A HIMARS weapons platform fires from inside Ukraine. (Ukrainian Ministry of Defense/Twitter)

The Wall Street Journal story comes amid news that Ukraine may have used drones to attack Russian military bases hundreds of miles inside Russian territory, suggesting the Ukrainians are exploring options for striking targets inside of Russia.

The U.S. military has sent Ukraine 20 HIMARS so far and defense industry behemoth Lockheed Martin is building the Ukrainians another 18 HIMARS over the next few years.

Since June, the Defense Department has provided  Ukraine with Guided Multiple Launch Rocket System munitions, or GMLRS, for their HIMARS. With a range of up to 43 miles, these rockets have allowed Ukraine to strike targets behind the front lines but not inside Russia itself.

“The systems that we’re providing – HIMARS and the guided munitions that go along with them – will allow Ukraine to range any target they need for that fight inside Ukrainian territory,” Under Secretary of Defense for Policy Colin Kahl said at a June 1 Pentagon news briefing.

It is unclear how the U.S. could have modified the HIMARS sent to Ukraine so that the system could launch GMLRS but not missiles with much longer ranges. A Ukrainian military official who spoke on condition of anonymity expressed skepticism that HIMARS could be rendered incapable of launching ATACMS, citing technical reasons.

However, it is possible that the U.S. military has taken steps to ensure that the GMLRS rockets provided to Ukraine cannot strike targets inside of Russia, said retired Marine Col. Mark Cancian, a senior adviser at the Center for Strategic and International Studies.

Both the GMLRS rockets and 155mm artillery shells that the U.S. military has sent to Ukraine have electronic devices used to download coordinates for where the munitions are intended to strike, Cancian told Task & Purpose.

“What I suspect they’ve done is on all of these devices, they’ve put in some restrictions,” Cancian said. “I’m sure what they’ve put in is a no-fire zone over all of Russia.”

That means the software would not accept any coordinates inside Russian territory for the artillery rockets and shells that the U.S. has given to the Ukrainians, he said.

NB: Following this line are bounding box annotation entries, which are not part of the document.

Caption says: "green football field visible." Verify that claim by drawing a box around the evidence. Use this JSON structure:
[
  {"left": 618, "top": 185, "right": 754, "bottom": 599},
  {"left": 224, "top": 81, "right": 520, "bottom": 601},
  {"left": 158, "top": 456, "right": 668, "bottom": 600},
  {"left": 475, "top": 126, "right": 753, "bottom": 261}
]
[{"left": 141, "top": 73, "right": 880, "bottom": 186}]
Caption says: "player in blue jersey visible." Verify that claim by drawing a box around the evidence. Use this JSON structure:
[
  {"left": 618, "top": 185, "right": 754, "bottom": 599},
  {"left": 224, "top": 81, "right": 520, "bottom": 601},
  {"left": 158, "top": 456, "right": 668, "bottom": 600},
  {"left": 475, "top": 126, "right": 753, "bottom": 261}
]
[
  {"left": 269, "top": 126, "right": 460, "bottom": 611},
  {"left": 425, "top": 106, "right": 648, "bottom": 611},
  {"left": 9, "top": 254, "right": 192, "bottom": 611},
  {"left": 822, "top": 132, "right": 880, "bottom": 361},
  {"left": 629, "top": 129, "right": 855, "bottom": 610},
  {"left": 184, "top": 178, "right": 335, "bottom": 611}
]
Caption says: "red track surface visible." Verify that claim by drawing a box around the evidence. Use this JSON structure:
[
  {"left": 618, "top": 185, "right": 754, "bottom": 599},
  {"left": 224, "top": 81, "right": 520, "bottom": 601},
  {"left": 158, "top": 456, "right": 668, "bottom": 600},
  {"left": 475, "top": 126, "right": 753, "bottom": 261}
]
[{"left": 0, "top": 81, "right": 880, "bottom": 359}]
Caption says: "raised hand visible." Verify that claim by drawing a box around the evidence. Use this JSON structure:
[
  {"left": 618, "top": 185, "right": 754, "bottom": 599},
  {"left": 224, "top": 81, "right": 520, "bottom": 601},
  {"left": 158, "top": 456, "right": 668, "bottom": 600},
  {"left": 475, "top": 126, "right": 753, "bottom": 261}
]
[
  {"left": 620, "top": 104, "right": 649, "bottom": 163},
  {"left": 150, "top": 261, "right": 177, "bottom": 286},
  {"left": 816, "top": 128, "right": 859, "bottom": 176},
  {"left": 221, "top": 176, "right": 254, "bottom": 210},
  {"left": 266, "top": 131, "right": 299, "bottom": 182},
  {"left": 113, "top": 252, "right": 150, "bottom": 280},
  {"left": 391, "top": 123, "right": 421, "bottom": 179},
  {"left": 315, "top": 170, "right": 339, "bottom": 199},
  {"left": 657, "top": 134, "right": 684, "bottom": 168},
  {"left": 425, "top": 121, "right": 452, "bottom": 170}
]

Cancian said he was unsure why the U.S. military would program the HIMARS to not fire ATACMS because the Ukrainians don’t have any of those long-range rockets.

“It makes no difference because we’re not giving them ATACMS, so it’s a non-issue,” Cancian said.

A map made by national security analyst Phillip Karber showing how Ukraine could use ATACMS to strike targets inside its borders without threatening Russian territory. (Image courtesy of Phillip Karber)

U.S. officials have made clear that any artillery shells and rockets provided to Ukraine can only be used for targets on Ukrainian territory. But Phillip Karber, a Marine veteran and national security analyst, argues that ATACMS would be a game changer for the Ukrainians that would allow them to push the Russians out of their country.

If the Ukrainians agreed that they would only use ATACMS to attack targets inside Ukraine that are west of the Dnieper River and south of the 50th degree parallel, they would be able to strike ships and airfields in occupied Crimea, said Karber, who has made 40 trips to Ukraine since 2014 and spent 187 days as an observer in the combat zone.

“The reason why Crimea is so important is the best way to get the Russians out is to make it militarily worthless, and it’s sort of a Pearl Harbor just waiting to be taken out,” Karber said. “So, if they take out the air bases and start knocking off any ships at the docks, it literally makes Sevastopol not worth having.”

Karber noted that the Ukrainians have already vowed not to use their HIMARS to hit targets inside Russia, and they’ve kept their word so far.

The fact that the U.S. refuses to provide the Ukrainians with ATACMS is “obscene,” he said.

“Russia has been attacking Ukraine with hundreds of long-range missiles for nine months and now systematically escalating to destroy the country’s civilian electrical grid,” Karber said, “But we can’t give Ukraine a missile with a third the range of the aggressor’s systems for fear of ‘escalation.’”

CORRECTION: This story has been corrected to make clear that Phillip Karber argued for letting the Ukrainains use ATACMS to attack targets on Ukrainian territory that are west of the Dnieper River and south of the 50th degree parallel.